Enigmas en el camino a Brasil Como bien dice Andrew Sala, el director de Pantanal, "una película rodada con un equipo técnico extremadamente pequeño, en locaciones reales, sin actores (excepto por el protagonista) y con un guión que se reescribía en el camino iba a resultar bastante particular". Y Pantanal es, sin dudas, un film singular, que avanza a tientas, como el personaje encarnado por Leonardo Murúa, lanzado a la ruta con un bolso lleno de dinero y un objetivo que el director se niega a revelar precozmente. A medida que ese hombre enigmático, que se comunica con el mundo casi exclusivamente para reunir la información que lo lleve a buen puerto, va dejando huellas de su paso por Gualeguay, Iguazú y, finalmente, el sur de Brasil, aparecen testimonios en tono documental de los fugaces testigos de su misterioso derrotero. El viaje servirá también para descubrir que Sala puede filmar paisajes exuberantes resaltando su belleza sin apelar a los códigos de la estética publicitaria y que también supo calibrar los tiempos de su historia con un ajustado trabajo en la sala de montaje. El cruce entre ficción y documental es desde hace unos años un plan repetido en el cine que circula por los festivales. No es en esa estrategia narrativa donde este director nacido en los Estados Unidos pero criado en la Argentina (donde terminó la carrera de Economía en la UBA y estudió en la Universidad del Cine, en la cual hoy trabaja como docente) se hace necesariamente más fuerte, sino en la sutileza con la que logra transmitir una angustia que va aflorando con cuentagotas, gracias a una dosificación inteligente de la información relacionada con la trama y un trabajo de puesta en escena austero y eficaz. Pantanal puede no dejar cerrados todos los interrogantes que plantea o sugiere, pero sí abre una buena expectativa sobre los próximos pasos de este debutante que eligió como carta de presentación un largometraje que exige al espectador sin abrumarlo y desarrolla su línea dramática con decisión pero sin obviedades ni renuncias.

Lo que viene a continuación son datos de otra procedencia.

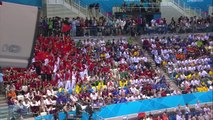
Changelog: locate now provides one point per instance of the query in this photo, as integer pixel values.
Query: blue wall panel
(154, 104)
(25, 2)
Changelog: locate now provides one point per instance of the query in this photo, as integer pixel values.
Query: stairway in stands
(4, 109)
(153, 65)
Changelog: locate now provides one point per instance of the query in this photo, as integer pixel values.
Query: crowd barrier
(153, 104)
(123, 109)
(161, 29)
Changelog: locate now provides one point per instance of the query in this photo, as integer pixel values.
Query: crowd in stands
(194, 112)
(94, 9)
(123, 26)
(66, 75)
(65, 72)
(143, 7)
(188, 61)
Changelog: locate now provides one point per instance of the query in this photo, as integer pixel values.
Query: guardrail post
(79, 4)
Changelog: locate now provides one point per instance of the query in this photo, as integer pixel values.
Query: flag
(65, 28)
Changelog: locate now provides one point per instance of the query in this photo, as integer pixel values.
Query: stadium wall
(154, 104)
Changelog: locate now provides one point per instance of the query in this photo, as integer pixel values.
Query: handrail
(83, 7)
(185, 7)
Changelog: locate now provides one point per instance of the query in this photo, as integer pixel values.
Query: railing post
(79, 4)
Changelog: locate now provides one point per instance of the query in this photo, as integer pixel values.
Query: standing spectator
(1, 81)
(97, 9)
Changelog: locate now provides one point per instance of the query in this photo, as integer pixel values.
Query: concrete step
(3, 116)
(2, 97)
(3, 104)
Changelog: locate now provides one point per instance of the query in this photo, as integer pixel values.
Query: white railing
(190, 11)
(77, 4)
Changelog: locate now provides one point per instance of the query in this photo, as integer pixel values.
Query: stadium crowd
(188, 60)
(123, 26)
(195, 112)
(65, 72)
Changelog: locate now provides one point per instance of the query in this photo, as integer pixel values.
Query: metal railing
(80, 6)
(189, 10)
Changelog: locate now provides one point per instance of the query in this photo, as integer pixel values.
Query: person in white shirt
(73, 97)
(94, 96)
(48, 101)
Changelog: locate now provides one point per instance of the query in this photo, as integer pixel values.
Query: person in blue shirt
(1, 82)
(123, 100)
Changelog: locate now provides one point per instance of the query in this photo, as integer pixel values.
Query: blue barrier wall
(154, 104)
(25, 2)
(141, 106)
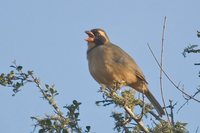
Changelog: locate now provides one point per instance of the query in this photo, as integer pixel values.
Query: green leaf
(65, 131)
(41, 131)
(19, 68)
(88, 129)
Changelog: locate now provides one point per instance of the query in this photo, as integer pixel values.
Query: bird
(109, 64)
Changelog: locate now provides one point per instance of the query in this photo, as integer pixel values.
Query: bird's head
(97, 37)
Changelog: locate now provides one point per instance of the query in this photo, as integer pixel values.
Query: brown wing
(122, 58)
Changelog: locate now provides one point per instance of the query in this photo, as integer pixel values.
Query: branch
(122, 102)
(189, 96)
(161, 66)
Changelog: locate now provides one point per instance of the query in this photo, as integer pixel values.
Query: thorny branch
(161, 65)
(176, 86)
(113, 95)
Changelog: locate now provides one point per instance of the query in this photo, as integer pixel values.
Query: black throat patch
(89, 50)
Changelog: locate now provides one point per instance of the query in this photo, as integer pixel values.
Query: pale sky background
(47, 36)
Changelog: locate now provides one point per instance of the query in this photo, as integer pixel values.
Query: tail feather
(155, 103)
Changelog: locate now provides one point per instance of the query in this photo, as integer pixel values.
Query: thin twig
(187, 100)
(189, 96)
(50, 100)
(161, 65)
(140, 123)
(172, 112)
(133, 116)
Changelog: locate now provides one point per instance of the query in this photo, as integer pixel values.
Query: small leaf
(13, 66)
(65, 131)
(88, 129)
(19, 68)
(41, 131)
(47, 86)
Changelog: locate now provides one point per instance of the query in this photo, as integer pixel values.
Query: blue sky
(47, 36)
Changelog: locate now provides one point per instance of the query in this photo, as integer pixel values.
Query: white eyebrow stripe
(104, 35)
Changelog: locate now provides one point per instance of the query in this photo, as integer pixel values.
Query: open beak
(90, 38)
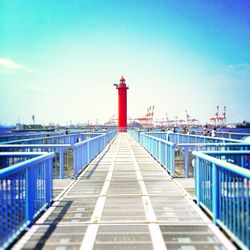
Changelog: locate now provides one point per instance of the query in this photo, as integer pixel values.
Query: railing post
(88, 152)
(30, 195)
(159, 152)
(61, 163)
(186, 161)
(197, 180)
(48, 181)
(215, 193)
(75, 160)
(172, 160)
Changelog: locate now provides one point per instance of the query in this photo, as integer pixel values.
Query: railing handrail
(214, 144)
(228, 152)
(48, 137)
(26, 164)
(34, 145)
(223, 164)
(158, 139)
(207, 137)
(88, 140)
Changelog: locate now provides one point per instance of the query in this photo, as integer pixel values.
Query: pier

Pino Solanas y el peronismo Figura clave del cine político argentino -lo testimonian tanto sus trabajos documentales como Los hijos de Fierro, esa película singular y emblemática estrenada en el 84 en la que cruzó el peronismo con el clásico poema narrativo de José Hernández-, Pino Solanas rememora una serie de encuentros con Juan Domingo Perón con la intención de explorar las resonancias actuales de la doctrina justicialista. Recupera grabaciones inéditas, suma documentos históricos y lleva el hilo de la narración con un tono didáctico que revela su nostalgia por un proyecto de país que fracasó y la convicción para pensarlo como referencia para un presente que diagnostica decadente. Queda claro que el peronismo necesita un reciclaje profundo para volver a representar los intereses de las clases populares. Con esta película, Solanas refuerza su postura en esa discusión que hoy se vive con particular intensidad en el seno de un partido que ha tenido a lo largo de su historia muchísimas caras.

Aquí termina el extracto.